Fossi in te proverei."


 
Entrò nella mia stanza da letto come una furia, gli occhi lucidi forse per qualche birra di troppo, il petto coperto unicamente dai tatuaggi. 
Mi guardò con disprezzo, letteralmente.
Non c’era più alcuna traccia dello sguardo affettuoso e trasparente che mi rivolgeva di solito, con quegli occhi blu dalla saggezza millenaria, che, pur essendo in buona parte miopi, riuscivano a leggere le persone, i loro stati d’animo e le loro sfumature. 
«Meredith Adler» pronunciò distaccato, come una sentenza, aggiungendo poi, senza mezzi termini: «Vaffanculo.»
Colpevole.
Non dissi nulla e rimasi lì, immobile, gli occhi fissi sul tatuaggio che rappresentava tutta la sua esistenza.
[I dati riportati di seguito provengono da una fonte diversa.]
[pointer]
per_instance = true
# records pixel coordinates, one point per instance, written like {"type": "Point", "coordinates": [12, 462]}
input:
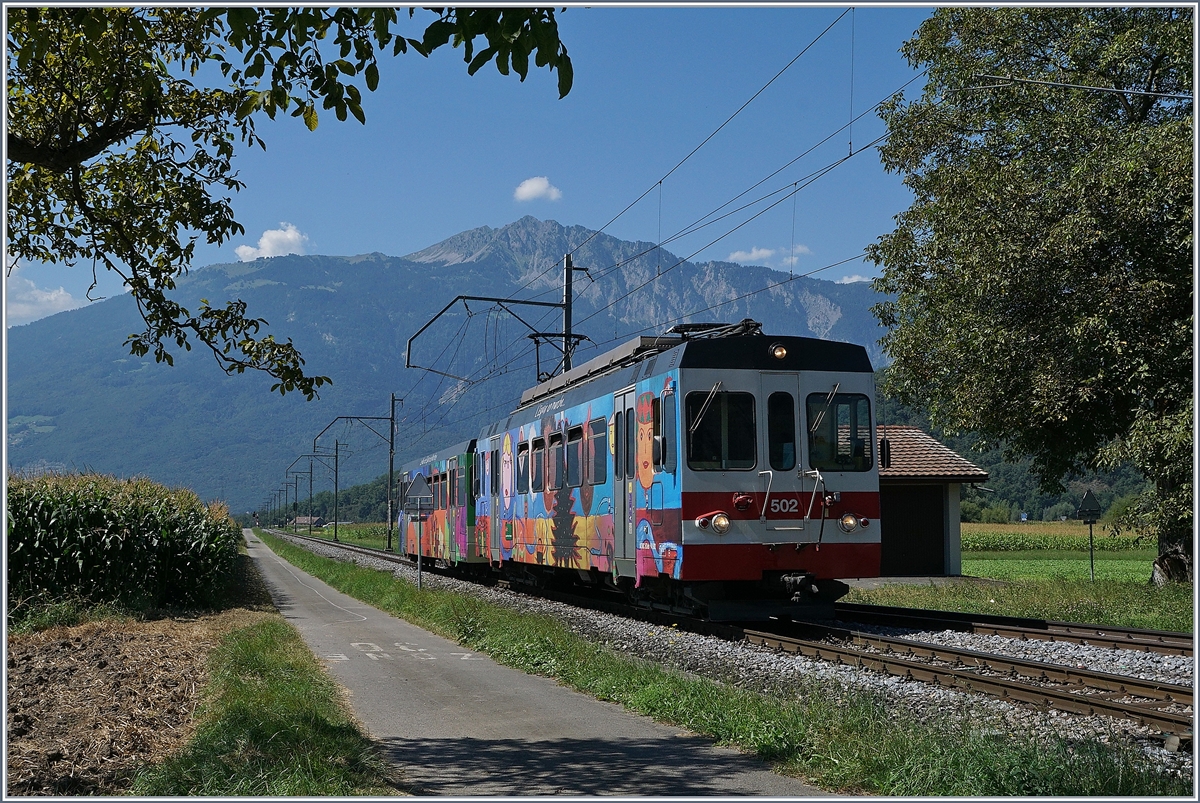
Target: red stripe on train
{"type": "Point", "coordinates": [749, 561]}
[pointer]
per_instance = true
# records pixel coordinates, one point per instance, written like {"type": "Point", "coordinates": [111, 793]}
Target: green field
{"type": "Point", "coordinates": [1050, 564]}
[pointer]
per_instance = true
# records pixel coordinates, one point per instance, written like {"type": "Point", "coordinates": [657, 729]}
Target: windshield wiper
{"type": "Point", "coordinates": [820, 417]}
{"type": "Point", "coordinates": [703, 408]}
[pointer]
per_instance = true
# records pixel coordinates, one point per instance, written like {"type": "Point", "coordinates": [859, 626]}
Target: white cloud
{"type": "Point", "coordinates": [754, 255]}
{"type": "Point", "coordinates": [539, 186]}
{"type": "Point", "coordinates": [25, 301]}
{"type": "Point", "coordinates": [275, 243]}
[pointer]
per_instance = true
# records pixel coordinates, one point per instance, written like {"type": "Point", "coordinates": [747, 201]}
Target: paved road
{"type": "Point", "coordinates": [460, 724]}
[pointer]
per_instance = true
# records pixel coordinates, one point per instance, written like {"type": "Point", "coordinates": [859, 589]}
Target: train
{"type": "Point", "coordinates": [711, 469]}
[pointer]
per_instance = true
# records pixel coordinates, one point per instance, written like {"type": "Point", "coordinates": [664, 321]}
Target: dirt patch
{"type": "Point", "coordinates": [89, 705]}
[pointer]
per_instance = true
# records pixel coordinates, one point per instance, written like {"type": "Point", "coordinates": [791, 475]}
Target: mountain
{"type": "Point", "coordinates": [78, 400]}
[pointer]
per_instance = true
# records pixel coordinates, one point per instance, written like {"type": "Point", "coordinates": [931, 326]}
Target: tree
{"type": "Point", "coordinates": [120, 142]}
{"type": "Point", "coordinates": [1042, 279]}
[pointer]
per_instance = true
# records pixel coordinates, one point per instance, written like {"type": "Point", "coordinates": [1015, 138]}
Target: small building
{"type": "Point", "coordinates": [919, 495]}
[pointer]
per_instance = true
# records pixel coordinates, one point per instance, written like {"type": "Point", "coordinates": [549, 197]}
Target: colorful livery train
{"type": "Point", "coordinates": [712, 469]}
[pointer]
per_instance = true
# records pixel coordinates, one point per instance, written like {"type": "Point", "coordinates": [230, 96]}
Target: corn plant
{"type": "Point", "coordinates": [109, 540]}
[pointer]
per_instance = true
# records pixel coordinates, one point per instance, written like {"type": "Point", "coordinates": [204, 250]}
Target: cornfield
{"type": "Point", "coordinates": [111, 540]}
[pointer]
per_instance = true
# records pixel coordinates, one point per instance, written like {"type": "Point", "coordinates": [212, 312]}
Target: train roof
{"type": "Point", "coordinates": [714, 346]}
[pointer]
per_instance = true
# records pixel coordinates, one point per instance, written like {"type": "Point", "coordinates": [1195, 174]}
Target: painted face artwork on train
{"type": "Point", "coordinates": [646, 442]}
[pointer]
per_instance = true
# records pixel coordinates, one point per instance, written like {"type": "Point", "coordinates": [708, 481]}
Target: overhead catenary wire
{"type": "Point", "coordinates": [709, 137]}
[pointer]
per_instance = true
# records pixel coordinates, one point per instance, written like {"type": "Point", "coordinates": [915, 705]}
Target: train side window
{"type": "Point", "coordinates": [720, 431]}
{"type": "Point", "coordinates": [538, 466]}
{"type": "Point", "coordinates": [618, 455]}
{"type": "Point", "coordinates": [840, 432]}
{"type": "Point", "coordinates": [522, 467]}
{"type": "Point", "coordinates": [781, 431]}
{"type": "Point", "coordinates": [575, 456]}
{"type": "Point", "coordinates": [665, 432]}
{"type": "Point", "coordinates": [630, 443]}
{"type": "Point", "coordinates": [598, 443]}
{"type": "Point", "coordinates": [496, 471]}
{"type": "Point", "coordinates": [555, 462]}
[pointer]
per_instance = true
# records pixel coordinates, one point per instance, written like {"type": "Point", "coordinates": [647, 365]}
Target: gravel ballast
{"type": "Point", "coordinates": [767, 671]}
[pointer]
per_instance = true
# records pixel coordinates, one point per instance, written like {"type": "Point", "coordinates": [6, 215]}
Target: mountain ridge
{"type": "Point", "coordinates": [78, 399]}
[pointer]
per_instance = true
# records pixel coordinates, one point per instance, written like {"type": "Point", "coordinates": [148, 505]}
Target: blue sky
{"type": "Point", "coordinates": [442, 151]}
Tutta lì, in una scritta rossa: fiction.
Una fiction in cui il mio nome era comparso un paio di volte per poi venire dimenticato, irrilevante. Una semplice comparsa.
Se ne andò, così come era arrivato. Irremovibile ed ineccepibile. 
Lui, l’unica persona che ritenevo davvero imprescindibile, decise di risolvere tutto con un vaffanculo. Diretto, conciso, senza alcun rischio di fraintendimenti. 
E tutto crollò. La mia vita crollò, io feci giusto un passo protendendomi verso di lui, ma crollai letteralmente sul pavimento e, per chissà quale legge scientifica gravitazionale, crollarono in terra tutti i miei dischi preferiti, accuratamente ordinati in modo apparentemente casuale.
Ma scoprii da tempo che niente era casuale: tutto si spezzò. Banalmente il mio cuore, meno banalmente il mio cd preferito. 
Guardai la copertina di Images and Words dei Dream Theater, rigata proprio, destino infame volle, sul cuore rosso in fiamme. 
Me lo regalò il giorno che compii ventidue anni. Mi disse che non era riuscito a trovare nulla adatto a me, e che perciò si era deciso ad affidarmi uno dei suoi album preferiti. Gli ribadii per l'ennesima volta, con un sorriso, che non doveva disturbarsi ma all’interno c’era un post-it, scritto in stampatello, che diceva solamente: “Trattalo come un figlio. Jimmy”.
Non doveva davvero disturbarsi.
Fu in quel momento che scoppiai e, senza preoccuparmi, lasciai che le lacrime mi rigassero il viso.
Piansi come si piange ai funerali, in silenzio, senza lottare contro le lacrime, piansi per la perdita di un figlio e di un amore, piansi perché quello era esattamente il luogo ed il momento per farlo. Piansi per me stessa e per il mio essere patetica. Piansi ricordando di quando mi disse che ero la donna più bella del mondo, piansi per una vita passata aggrappata ad un uomo troppo alto, troppo tatuato e troppo intelligente per me, piansi tutte le energie, tutte le mancanze, piansi per ciò che era e che non è. 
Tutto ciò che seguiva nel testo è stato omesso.